If you try to do a video call from or to outside your local network, it will most likely fail, because the actual client IPs are hidden behind some router/NAS whatever. You could try to use a STUN server which forwards the local network IPs to allow P2P again. This is quite easy, as spreed itself provides some STUN server. You just need to uncomment the related line in spreed server.conf
:
$ nano /opt/spreed-webrtc-master/server.conf
stunURIs = stun:stun.spreed.me:443
Sadly in many cases the STUN server is not enough to get video calls working. For that cases I would recommend to directly install an own TURN server, so that all traffic is directed through the TURN server instead of trying to get some P2P connection work.

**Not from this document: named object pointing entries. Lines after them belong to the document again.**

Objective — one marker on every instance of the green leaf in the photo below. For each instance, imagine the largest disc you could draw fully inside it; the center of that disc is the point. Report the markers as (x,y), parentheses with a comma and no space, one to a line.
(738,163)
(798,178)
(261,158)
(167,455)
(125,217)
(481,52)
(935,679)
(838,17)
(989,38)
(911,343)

- Install and configure coturn as TURN server from repository, and set spreed server to use it instead of STUN. You will again need some random hex value for that, which I will call A now ;).

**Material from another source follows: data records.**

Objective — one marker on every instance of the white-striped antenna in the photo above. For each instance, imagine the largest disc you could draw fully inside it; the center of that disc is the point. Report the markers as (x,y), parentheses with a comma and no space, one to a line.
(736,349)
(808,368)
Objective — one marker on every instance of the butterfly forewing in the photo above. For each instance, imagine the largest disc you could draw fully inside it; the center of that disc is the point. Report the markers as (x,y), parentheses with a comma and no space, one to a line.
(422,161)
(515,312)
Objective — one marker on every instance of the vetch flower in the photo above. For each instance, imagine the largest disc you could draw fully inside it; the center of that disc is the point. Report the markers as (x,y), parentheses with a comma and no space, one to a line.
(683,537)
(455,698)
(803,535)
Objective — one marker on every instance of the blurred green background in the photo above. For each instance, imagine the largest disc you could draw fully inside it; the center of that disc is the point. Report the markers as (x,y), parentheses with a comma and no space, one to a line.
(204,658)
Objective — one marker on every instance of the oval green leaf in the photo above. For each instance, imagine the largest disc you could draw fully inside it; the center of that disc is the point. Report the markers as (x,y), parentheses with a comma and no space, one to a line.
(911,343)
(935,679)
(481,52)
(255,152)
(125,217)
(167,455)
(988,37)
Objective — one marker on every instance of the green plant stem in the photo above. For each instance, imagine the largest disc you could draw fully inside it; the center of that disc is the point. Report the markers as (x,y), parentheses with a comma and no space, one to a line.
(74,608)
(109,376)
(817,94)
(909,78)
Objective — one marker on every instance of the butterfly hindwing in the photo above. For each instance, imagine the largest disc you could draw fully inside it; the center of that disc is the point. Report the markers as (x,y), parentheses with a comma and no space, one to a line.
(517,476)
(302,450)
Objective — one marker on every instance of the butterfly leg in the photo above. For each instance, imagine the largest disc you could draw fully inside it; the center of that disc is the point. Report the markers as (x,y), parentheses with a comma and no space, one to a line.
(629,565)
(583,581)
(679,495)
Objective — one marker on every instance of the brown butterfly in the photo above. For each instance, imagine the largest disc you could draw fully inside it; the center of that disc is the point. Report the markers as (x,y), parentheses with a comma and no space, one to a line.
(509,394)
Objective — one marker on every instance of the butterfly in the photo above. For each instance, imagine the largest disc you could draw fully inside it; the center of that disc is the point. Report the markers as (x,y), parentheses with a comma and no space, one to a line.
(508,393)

$ sudo apt-get install coturn
$ openssl rand -hex 32 => A
$ nano /etc/turnserver.conf…
listening-port=8443
fingerprint
lt-cred-mech
use-auth-secret
static-auth-secret=A
realm=<your.domain.org>
total-quota=100
bps-capacity=0
stale-nonce
cert=/path/to/your/cert.pem
pkey=/path/to/your/privkey.pem
log-file=/var/log/coturn/turn.log
no-loopback-peers
no-multicast-peers
…$ nano /opt/spreed-webrtc-master/server.conf
…
#
stunURIs = stun:stun.spreed.me:443
turnURIs = turn:<your.domain.org>
:8443?transport=udp, turn:<your.domain.org>
:8443?transport=tcp
turnSecret = A
…$ nano /etc/default/coturn
TURNSERVER_ENABLED=1
$ sudo service coturn restart
- Open and forward port 8443 (for udp and tcp) in your router to your nextcloud/spreed/turn server.
At this stage, after starting the spreed server in terminal $/opt/spreed-webrtc-master/spreed-webrtc-server
again, you should be able to do video calls through any NAS/Router/Firewall setup.
The last step would be to create a systemd unit to autorun the spreed server. Just follow my guide about this: HowTo: Autorun "spreed-webrtc-server" step-by-step
You can actually leave out step 4 (environment file) and add the values there directly to the service file (step 6), which would then look like this:
[Unit] Description=Spreed WebRTC server After=network.target
[Service] Type=simple Environment=GOMAXPROCS=1 LimitNOFILE=1024 User=spreed Group=www-data PermissionsStartOnly=true ExecStart=/opt/spreed-webrtc-master/bin/spreed-webrtc-server -c /opt/spreed-webrtc-master/server.conf -l /var/log/spreed.log Restart=on-failure
[Install] WantedBy=multi-user.target
Hope I did not forget something. Always do the described tests in between and report if you come across an error.